Artificial Intelligence Gets Real for Business
Research shows AI-driven platforms are already standard for employment and social media; decentralized networks could prove even more disruptive
By Philo Uwamaria and Paula Klein
Introduced slowly at first, digital platforms are rapidly becoming ubiquitous to how we communicate, work, and entertain ourselves. They are upending traditional human resource structures and forward-thinking researchers see even more far-reaching societal impact to come.
At three recent MIT IDE seminars, two speakers described specific examples of digitization at work, while another offered high-level predictions about how a decentralized economy might promote diversity, inclusivity, and democratic values.
Revised Employment Models
Professor Bo Cowgill, an Assistant Professor at Columbia Business School, recently discussed “Matchmaking Principals: Theory and Evidence from Internal Labor Markets.” His research considered the impact of digital employment platforms inside corporate environments.
According to Cowgill, popular platforms such as Upwork, AmazonFlex, Fiverr, and Thumbtack are seizing on the overhaul of traditional job structures and the ‘gigification’ of work. Now, industry giants like Walmart, PepsiCo, Deloitte, Vanguard, Unilever, ABInBev, and Nestle also are using these types of platforms to redefine job descriptions and find talent. In these new models, employees have increased access to job opportunities (gigs) and are more flexible to switch from one gig or work task to another within a short period of time.
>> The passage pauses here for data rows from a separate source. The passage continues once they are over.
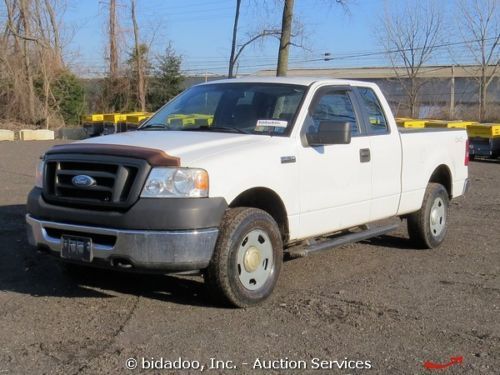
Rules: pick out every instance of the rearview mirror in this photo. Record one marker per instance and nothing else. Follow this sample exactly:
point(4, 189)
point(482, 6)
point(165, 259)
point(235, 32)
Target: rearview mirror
point(330, 133)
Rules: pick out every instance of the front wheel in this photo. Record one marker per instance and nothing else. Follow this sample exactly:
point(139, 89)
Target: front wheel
point(428, 226)
point(247, 259)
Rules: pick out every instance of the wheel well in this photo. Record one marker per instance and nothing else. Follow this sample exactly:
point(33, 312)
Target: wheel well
point(266, 200)
point(442, 175)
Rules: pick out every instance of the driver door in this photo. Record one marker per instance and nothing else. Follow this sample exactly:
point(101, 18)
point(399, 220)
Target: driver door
point(335, 180)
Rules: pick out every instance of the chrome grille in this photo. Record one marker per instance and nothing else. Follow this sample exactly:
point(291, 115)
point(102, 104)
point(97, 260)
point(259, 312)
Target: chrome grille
point(118, 181)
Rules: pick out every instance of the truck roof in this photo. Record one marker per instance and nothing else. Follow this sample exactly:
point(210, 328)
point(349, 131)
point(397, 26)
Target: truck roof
point(303, 81)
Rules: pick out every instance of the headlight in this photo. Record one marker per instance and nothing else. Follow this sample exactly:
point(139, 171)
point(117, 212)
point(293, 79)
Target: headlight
point(176, 183)
point(39, 173)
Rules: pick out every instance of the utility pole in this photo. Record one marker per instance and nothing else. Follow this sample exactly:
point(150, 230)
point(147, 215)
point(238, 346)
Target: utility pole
point(113, 53)
point(233, 44)
point(141, 92)
point(286, 32)
point(452, 94)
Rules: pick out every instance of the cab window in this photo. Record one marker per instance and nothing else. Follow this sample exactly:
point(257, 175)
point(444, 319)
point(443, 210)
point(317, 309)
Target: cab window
point(333, 106)
point(377, 122)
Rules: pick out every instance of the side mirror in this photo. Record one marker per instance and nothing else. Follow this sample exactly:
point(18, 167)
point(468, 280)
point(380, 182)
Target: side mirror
point(330, 133)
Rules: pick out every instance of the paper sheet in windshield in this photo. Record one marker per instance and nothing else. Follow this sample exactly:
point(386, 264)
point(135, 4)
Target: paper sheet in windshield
point(264, 125)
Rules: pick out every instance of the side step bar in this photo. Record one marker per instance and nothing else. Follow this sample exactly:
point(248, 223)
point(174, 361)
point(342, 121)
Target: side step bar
point(302, 251)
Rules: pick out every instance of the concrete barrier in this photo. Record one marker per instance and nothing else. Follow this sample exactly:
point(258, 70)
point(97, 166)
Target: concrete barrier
point(44, 135)
point(36, 135)
point(71, 133)
point(27, 135)
point(6, 135)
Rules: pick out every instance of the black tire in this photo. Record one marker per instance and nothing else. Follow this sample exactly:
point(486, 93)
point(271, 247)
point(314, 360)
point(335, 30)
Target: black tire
point(225, 272)
point(425, 231)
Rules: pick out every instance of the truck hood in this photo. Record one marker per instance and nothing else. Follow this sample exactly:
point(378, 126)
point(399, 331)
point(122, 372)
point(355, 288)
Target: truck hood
point(189, 146)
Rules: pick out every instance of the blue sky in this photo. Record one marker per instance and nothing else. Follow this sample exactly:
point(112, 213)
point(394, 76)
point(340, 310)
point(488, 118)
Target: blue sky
point(200, 31)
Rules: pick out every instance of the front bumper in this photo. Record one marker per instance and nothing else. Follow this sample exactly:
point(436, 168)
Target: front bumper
point(161, 251)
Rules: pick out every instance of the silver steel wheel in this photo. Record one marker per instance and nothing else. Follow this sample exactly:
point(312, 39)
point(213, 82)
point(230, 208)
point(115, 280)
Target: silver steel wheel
point(438, 217)
point(255, 260)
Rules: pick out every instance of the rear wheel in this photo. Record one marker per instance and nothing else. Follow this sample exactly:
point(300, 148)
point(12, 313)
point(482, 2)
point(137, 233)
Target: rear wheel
point(428, 226)
point(247, 259)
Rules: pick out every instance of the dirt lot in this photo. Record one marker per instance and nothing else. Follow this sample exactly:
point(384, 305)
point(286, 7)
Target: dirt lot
point(379, 301)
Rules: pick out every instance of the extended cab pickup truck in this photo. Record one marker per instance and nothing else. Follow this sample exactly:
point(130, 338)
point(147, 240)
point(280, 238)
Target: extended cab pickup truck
point(230, 175)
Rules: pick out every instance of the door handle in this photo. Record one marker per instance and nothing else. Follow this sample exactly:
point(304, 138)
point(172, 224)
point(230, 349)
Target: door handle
point(364, 155)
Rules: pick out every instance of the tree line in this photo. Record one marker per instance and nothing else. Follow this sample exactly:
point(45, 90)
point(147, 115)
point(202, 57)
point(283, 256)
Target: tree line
point(37, 87)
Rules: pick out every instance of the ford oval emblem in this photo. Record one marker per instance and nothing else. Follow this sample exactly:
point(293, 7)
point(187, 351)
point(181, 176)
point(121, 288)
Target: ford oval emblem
point(83, 181)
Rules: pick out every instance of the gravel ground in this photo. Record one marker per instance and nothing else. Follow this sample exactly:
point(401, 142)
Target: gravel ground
point(379, 301)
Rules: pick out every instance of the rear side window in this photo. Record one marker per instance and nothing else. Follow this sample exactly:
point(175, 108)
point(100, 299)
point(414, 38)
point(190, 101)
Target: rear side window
point(377, 122)
point(334, 106)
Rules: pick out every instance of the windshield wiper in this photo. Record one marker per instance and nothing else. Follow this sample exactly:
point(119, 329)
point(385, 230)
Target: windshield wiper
point(229, 129)
point(154, 126)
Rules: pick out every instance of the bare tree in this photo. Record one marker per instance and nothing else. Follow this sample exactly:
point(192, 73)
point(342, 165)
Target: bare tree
point(411, 34)
point(480, 29)
point(285, 39)
point(141, 91)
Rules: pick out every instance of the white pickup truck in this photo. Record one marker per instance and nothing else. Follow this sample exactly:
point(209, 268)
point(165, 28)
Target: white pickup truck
point(230, 175)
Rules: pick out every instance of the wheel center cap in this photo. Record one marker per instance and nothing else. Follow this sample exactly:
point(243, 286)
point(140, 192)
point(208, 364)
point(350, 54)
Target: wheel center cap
point(252, 259)
point(434, 216)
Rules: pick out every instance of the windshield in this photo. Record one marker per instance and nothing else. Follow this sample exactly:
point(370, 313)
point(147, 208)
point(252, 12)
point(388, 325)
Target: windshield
point(253, 108)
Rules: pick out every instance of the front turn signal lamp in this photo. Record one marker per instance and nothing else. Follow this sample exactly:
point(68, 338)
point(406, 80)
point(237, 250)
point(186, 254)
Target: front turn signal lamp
point(39, 173)
point(164, 182)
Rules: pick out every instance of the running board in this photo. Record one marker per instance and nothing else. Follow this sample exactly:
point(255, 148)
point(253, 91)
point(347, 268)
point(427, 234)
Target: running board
point(302, 251)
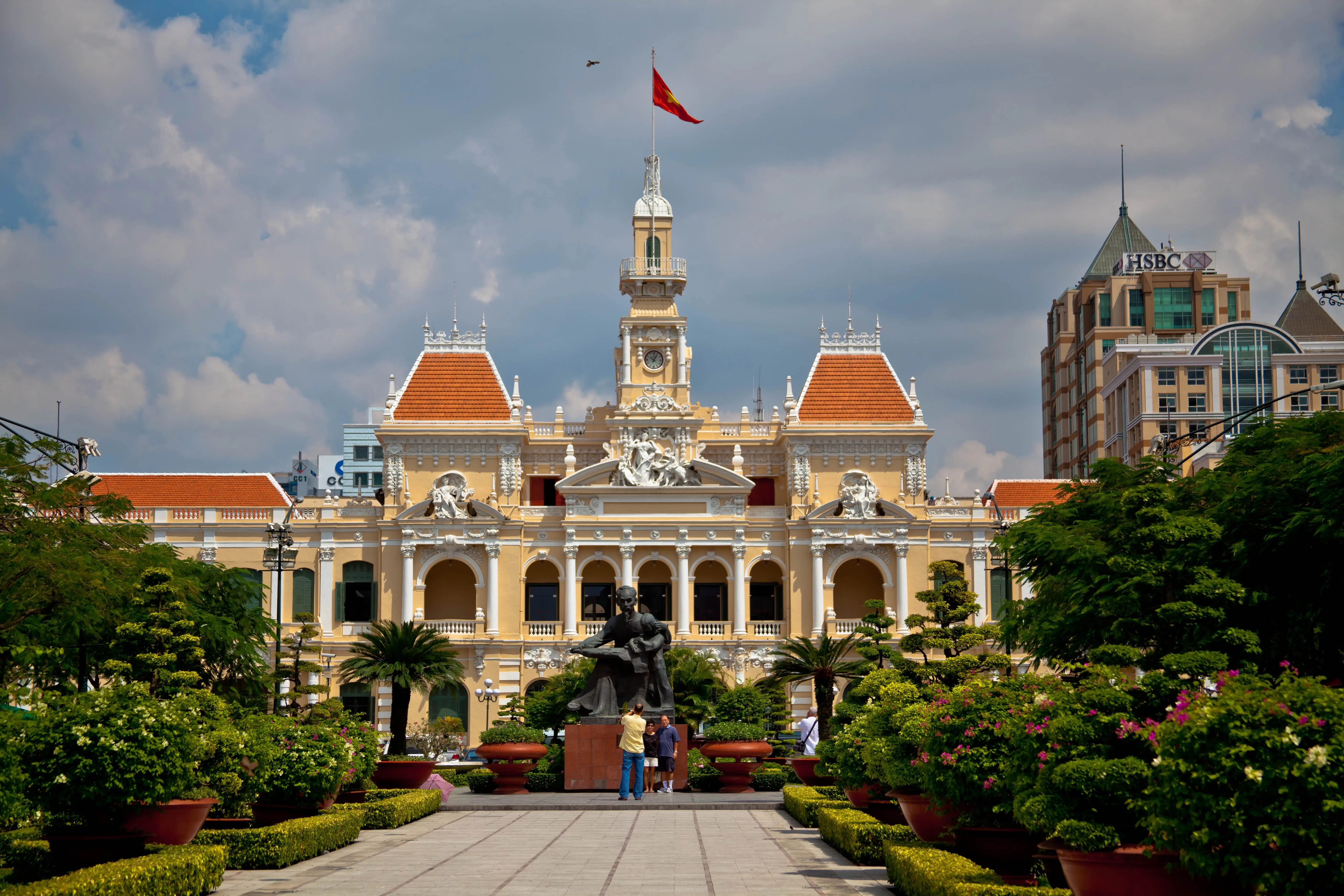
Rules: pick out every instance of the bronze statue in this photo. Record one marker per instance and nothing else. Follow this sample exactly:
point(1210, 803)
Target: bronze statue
point(632, 671)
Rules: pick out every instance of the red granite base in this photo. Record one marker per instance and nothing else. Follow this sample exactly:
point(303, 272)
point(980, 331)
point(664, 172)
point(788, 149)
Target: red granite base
point(593, 761)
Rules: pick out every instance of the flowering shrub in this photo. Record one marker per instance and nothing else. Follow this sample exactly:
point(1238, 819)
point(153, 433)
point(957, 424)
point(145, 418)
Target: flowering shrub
point(92, 757)
point(1249, 782)
point(303, 765)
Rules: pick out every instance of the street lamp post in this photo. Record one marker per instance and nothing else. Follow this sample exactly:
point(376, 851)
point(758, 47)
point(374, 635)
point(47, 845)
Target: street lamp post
point(488, 696)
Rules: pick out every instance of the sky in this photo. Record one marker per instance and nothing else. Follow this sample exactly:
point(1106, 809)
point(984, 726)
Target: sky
point(224, 222)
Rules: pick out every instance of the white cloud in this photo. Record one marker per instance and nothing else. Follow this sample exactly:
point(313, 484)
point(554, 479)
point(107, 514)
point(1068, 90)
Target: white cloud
point(971, 467)
point(1304, 115)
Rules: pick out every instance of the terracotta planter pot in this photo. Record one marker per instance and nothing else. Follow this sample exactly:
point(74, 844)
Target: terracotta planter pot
point(1007, 851)
point(806, 767)
point(267, 815)
point(511, 777)
point(928, 823)
point(404, 776)
point(886, 811)
point(736, 777)
point(80, 851)
point(1126, 871)
point(174, 823)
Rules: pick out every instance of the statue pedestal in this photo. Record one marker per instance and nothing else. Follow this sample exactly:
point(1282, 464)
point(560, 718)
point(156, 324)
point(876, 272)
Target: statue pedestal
point(593, 758)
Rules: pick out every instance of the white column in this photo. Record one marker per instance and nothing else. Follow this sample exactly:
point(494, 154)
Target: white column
point(327, 609)
point(683, 589)
point(628, 566)
point(681, 354)
point(819, 592)
point(740, 589)
point(902, 590)
point(408, 582)
point(493, 589)
point(572, 592)
point(626, 354)
point(978, 559)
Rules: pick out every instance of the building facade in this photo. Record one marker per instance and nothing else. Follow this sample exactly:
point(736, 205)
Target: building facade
point(510, 534)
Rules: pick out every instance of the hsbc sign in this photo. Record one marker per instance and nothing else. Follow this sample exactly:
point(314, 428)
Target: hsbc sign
point(1139, 263)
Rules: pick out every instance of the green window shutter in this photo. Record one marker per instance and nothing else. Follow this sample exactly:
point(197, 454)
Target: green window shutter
point(304, 590)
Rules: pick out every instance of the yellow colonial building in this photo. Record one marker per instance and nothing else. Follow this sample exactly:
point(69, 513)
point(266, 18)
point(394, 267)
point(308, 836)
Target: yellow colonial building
point(510, 534)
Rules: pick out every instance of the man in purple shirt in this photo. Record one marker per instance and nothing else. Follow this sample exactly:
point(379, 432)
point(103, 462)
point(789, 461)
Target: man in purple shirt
point(668, 741)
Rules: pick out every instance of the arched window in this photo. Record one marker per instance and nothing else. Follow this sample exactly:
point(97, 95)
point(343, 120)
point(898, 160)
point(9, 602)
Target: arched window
point(304, 581)
point(355, 593)
point(449, 702)
point(857, 582)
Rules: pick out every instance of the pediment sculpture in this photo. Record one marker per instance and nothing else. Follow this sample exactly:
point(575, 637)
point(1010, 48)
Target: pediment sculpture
point(646, 464)
point(858, 495)
point(451, 498)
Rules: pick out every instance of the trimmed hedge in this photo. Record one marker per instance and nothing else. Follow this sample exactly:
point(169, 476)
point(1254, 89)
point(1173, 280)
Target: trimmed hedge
point(178, 871)
point(927, 871)
point(804, 802)
point(859, 836)
point(290, 841)
point(397, 811)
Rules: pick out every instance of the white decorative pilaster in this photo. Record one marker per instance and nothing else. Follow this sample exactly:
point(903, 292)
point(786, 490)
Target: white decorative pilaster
point(740, 589)
point(408, 582)
point(572, 600)
point(902, 590)
point(327, 610)
point(493, 589)
point(683, 589)
point(819, 592)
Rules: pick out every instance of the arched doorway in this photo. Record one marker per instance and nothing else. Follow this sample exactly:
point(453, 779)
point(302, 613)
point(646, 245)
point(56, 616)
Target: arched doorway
point(451, 592)
point(857, 581)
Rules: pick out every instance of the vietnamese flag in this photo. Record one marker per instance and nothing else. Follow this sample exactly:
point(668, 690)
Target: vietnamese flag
point(663, 99)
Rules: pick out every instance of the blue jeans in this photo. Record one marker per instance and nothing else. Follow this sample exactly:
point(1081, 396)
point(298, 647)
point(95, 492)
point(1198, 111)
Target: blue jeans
point(632, 765)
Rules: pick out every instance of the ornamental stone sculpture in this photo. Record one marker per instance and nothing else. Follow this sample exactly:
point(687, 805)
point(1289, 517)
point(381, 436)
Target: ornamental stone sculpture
point(630, 672)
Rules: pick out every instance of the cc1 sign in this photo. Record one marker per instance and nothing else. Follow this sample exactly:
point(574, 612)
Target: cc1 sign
point(1139, 263)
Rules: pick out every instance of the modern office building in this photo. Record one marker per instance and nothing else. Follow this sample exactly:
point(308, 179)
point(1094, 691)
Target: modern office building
point(1134, 295)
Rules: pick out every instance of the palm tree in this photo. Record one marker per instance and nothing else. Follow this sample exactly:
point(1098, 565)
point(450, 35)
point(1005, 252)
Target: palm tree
point(412, 657)
point(823, 663)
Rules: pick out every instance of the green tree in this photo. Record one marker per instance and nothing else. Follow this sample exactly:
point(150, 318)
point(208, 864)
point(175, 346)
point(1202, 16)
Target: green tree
point(162, 649)
point(1279, 496)
point(1128, 559)
point(295, 670)
point(944, 627)
point(822, 664)
point(412, 657)
point(875, 631)
point(697, 683)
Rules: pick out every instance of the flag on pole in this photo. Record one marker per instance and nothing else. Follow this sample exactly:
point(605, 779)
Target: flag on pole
point(665, 100)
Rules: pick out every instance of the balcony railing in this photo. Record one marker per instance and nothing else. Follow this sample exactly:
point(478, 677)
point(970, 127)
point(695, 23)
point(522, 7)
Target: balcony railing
point(654, 268)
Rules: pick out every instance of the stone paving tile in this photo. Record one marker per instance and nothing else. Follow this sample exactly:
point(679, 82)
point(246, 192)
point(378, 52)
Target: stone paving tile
point(572, 854)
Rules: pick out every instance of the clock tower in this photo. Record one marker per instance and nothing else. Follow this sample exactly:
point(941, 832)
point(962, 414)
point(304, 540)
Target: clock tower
point(654, 362)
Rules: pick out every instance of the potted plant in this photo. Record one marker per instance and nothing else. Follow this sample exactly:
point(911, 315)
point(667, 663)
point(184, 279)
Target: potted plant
point(93, 760)
point(823, 664)
point(1254, 758)
point(737, 749)
point(410, 657)
point(514, 749)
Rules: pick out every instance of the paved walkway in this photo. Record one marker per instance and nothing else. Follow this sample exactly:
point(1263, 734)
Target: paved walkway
point(577, 854)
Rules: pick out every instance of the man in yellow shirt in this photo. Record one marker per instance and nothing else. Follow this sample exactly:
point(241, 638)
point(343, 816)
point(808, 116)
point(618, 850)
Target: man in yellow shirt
point(632, 751)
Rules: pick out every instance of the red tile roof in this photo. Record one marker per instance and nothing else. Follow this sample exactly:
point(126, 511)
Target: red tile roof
point(1025, 493)
point(454, 386)
point(858, 389)
point(194, 490)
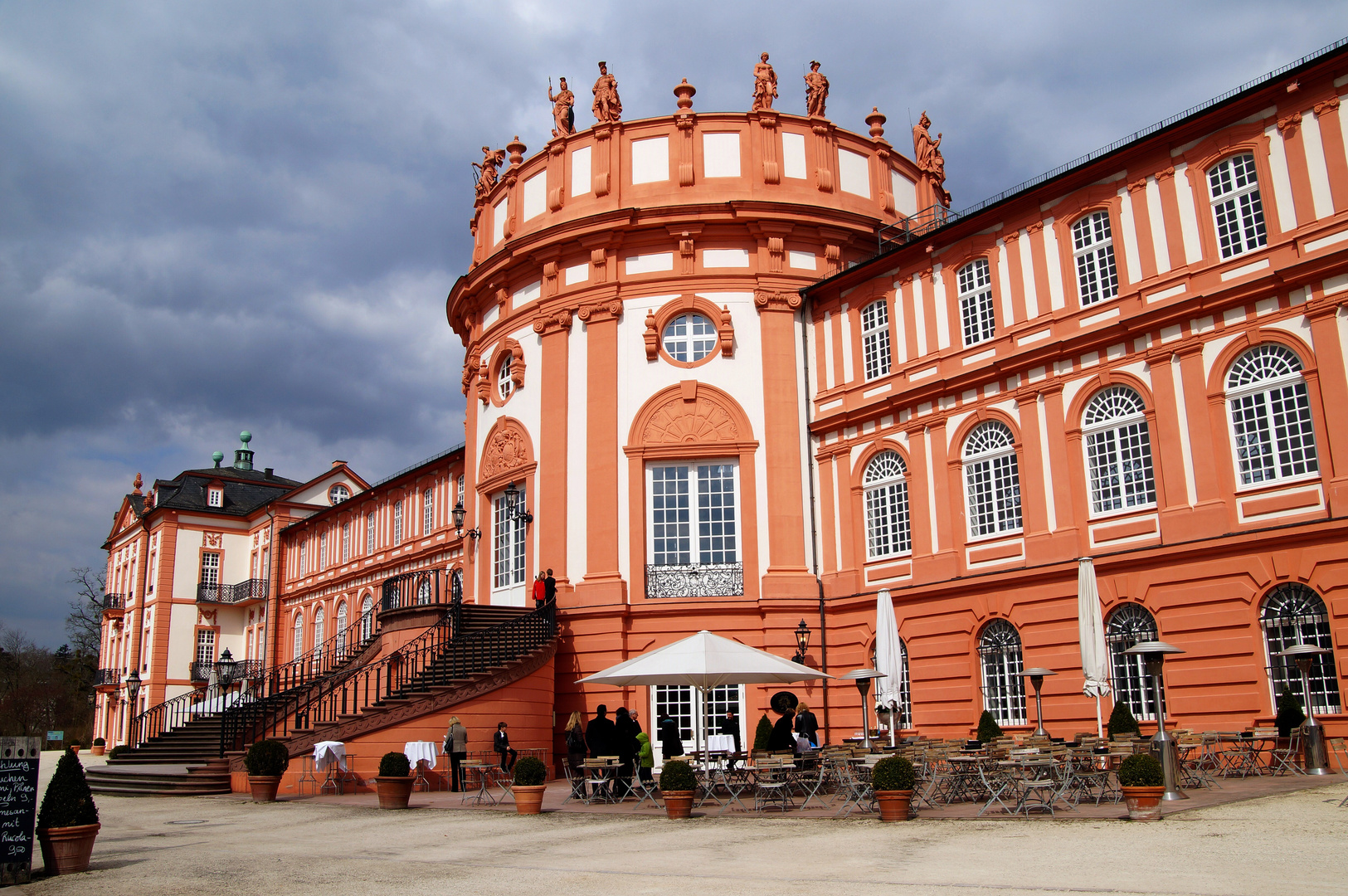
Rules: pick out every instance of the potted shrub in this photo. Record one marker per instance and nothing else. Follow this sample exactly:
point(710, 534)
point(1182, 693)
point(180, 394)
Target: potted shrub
point(394, 782)
point(893, 781)
point(530, 783)
point(1143, 783)
point(68, 821)
point(265, 763)
point(988, 728)
point(679, 785)
point(1122, 721)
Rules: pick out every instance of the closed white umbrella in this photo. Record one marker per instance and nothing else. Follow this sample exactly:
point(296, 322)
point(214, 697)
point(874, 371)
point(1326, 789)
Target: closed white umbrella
point(704, 660)
point(888, 659)
point(1095, 656)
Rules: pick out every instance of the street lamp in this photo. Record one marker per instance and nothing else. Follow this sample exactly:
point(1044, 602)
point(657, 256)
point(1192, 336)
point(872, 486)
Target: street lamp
point(1035, 677)
point(863, 684)
point(1162, 744)
point(1313, 733)
point(802, 641)
point(459, 523)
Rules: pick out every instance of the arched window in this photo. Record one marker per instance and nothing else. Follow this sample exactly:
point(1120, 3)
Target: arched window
point(1128, 626)
point(1236, 207)
point(1270, 416)
point(1003, 689)
point(875, 338)
point(976, 313)
point(991, 480)
point(689, 337)
point(1294, 615)
point(888, 530)
point(1117, 450)
point(367, 617)
point(1093, 244)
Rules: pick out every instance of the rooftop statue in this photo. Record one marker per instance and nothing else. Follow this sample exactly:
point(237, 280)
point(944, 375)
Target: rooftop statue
point(927, 153)
point(487, 170)
point(815, 92)
point(607, 105)
point(564, 110)
point(765, 85)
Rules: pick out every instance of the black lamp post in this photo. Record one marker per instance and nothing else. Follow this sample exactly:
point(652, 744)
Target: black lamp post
point(802, 641)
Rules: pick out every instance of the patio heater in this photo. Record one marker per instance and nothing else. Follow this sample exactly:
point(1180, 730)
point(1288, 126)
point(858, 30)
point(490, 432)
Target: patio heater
point(863, 684)
point(1313, 747)
point(1035, 677)
point(1162, 744)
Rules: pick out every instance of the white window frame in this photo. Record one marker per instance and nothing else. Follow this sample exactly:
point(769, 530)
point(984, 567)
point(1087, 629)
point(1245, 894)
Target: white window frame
point(1002, 475)
point(888, 523)
point(977, 315)
point(1259, 395)
point(875, 338)
point(1234, 192)
point(1112, 448)
point(697, 340)
point(1093, 244)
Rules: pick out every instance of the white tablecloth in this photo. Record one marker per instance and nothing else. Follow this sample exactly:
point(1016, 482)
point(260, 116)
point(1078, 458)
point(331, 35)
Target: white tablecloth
point(416, 751)
point(329, 752)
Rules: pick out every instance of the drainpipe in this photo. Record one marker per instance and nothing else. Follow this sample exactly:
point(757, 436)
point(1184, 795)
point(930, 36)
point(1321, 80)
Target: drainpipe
point(815, 526)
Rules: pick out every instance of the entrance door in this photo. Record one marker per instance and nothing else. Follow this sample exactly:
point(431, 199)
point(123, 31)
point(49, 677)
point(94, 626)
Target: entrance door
point(509, 582)
point(684, 705)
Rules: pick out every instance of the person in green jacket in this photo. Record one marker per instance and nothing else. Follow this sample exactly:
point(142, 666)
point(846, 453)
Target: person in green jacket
point(645, 757)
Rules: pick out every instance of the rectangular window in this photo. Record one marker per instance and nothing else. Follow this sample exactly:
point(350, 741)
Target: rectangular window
point(211, 569)
point(975, 280)
point(875, 338)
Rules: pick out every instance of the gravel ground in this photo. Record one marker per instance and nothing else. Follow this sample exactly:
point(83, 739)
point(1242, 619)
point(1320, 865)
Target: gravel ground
point(1279, 845)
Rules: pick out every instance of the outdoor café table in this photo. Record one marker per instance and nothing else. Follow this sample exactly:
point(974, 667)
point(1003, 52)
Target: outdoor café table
point(418, 752)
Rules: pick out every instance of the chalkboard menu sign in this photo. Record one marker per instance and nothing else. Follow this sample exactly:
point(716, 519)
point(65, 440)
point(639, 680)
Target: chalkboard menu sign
point(19, 757)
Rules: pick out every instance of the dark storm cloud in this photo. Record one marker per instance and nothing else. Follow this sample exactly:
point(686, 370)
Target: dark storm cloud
point(247, 215)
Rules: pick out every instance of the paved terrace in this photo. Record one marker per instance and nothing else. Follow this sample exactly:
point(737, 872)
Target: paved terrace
point(1235, 844)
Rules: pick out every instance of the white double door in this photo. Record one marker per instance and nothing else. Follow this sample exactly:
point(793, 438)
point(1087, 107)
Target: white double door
point(685, 706)
point(510, 533)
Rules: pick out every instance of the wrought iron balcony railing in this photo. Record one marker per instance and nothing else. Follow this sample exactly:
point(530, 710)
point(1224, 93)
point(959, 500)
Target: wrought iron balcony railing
point(246, 591)
point(694, 580)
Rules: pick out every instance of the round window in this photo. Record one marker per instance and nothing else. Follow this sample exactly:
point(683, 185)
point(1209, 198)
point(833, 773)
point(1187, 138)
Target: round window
point(689, 337)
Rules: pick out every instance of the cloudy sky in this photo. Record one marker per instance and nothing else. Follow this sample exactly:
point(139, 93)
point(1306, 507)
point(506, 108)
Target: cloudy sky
point(247, 215)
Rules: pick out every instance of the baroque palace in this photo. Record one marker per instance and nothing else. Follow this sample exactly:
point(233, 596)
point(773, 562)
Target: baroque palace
point(744, 373)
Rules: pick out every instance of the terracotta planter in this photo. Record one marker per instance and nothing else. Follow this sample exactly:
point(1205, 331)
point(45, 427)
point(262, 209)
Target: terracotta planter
point(394, 791)
point(66, 850)
point(679, 803)
point(528, 798)
point(894, 805)
point(265, 787)
point(1143, 803)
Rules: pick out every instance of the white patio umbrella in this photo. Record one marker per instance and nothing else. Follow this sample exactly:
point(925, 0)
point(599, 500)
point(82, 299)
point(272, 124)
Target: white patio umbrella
point(704, 660)
point(888, 659)
point(1095, 656)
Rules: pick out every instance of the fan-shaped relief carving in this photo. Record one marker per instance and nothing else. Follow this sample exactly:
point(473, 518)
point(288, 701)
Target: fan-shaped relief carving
point(701, 421)
point(507, 449)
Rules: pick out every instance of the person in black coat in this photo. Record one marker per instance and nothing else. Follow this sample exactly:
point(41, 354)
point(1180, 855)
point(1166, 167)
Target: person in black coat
point(782, 738)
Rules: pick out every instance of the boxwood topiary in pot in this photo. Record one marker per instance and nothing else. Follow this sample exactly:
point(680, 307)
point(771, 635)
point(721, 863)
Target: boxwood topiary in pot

Cowgill told attendees that businesses find internal platforms helpful for posting tasks or job openings and the platforms also create more flexible job descriptions that rotate by design. “You’re only in your position for say, three to nine months, and then you use a marketplace to find your next job,” he said.
While internal talent marketplaces work well for the business, they’re mired with challenges.
According to Cowgill, executive-dictated job matches are 33% more effective than randomly assigned matches – those that aren’t influenced by the company or an individual’s preference. However, unlike third-party employment platforms, employer-led markets exclude worker preference matches which are ranked about 38% higher by the workforce.
Therefore, internal labor markets require a tradeoff between work coordination and worker motivation. The markets also raise questions about the future of job hiring, retention, and wage incentives.
Watch Bo Cowgill’s seminar presentation here. Read the reserach paper here.
The Power of Algorithms
Alex Moehring, MIT IDE PhD candidate, drilled down on news feed preferences in his recent talk on “Personalized News feeds and User Engagement.” Using Reddit as a case study, he found that digital platforms and their recommendation engines are definitely changing how people interact on social media platforms. Specifically, posts ranked higher by the Reddit algorithm received a notably higher number of comments and likes than those ranked lower. The findings confirm how much these rankings shape the exposure and engagement of content on the Reddit platform.
Overall, the results reflect what’s happening across other social media platforms — reliance on algorithms to determine what content appears on users’ media feeds.
The research also points out that algorithms promoting low-quality posts on users’ news feeds deny them access to higher-quality digital information.
Read the research paper here.
High Hopes for High Tech
Glen Weyl, research lead of Microsoft Research’s special project, the Plural Technology Collaboratory, offered a high-level perspective of things to come.
Talking about “Plurality: Technology for Collaborative Diversity and Democracy,” Weyl raised crucial concerns about the future of decentralized economies fueled by the blockchain and the metaverse. At the same time, he optimistically touted the positive potential of widespread digital platforms and broad online networks in fostering collaborative diversity and democracy.
Weyl defines plurality as digital democracy, which can be used to reimagine social organizations by recognizing and celebrating social differences.
“They’re emergent. They’re complex, and they’re evolving,” Weyl said of decentralized models. And so, he argues, in order to have democracy in the modern world, “it can’t be nation-state democracy; it can’t be the democracy of the past. It has to be a democracy that adapts to the changing conditions of technologies...”
According to Weyl, digital platforms are crucial for empowering marginalized individuals and fostering inclusivity in decision-making processes.
He believes digital platforms can bridge societal differences by increasing information access, amplifying divergent opinions, and encouraging information sharing. The results will be more equitable and democratic societies with greater participation online. Weyl is mindful of the drawbacks, too, and warns of the bias, discrimination, and power imbalances that could also arise.
Watch Glen Weyl’s seminar presentation here.
While approaching digital platforms from different perspectives, the three talks reinforce the ways that new models are upending traditional labor markets, impacting information quality, and could hold the key to diversity and inclusivity.
Clearly, leaders should seriously explore platform models that are no longer way off in the future — they are at work today and looming large for tomorrow.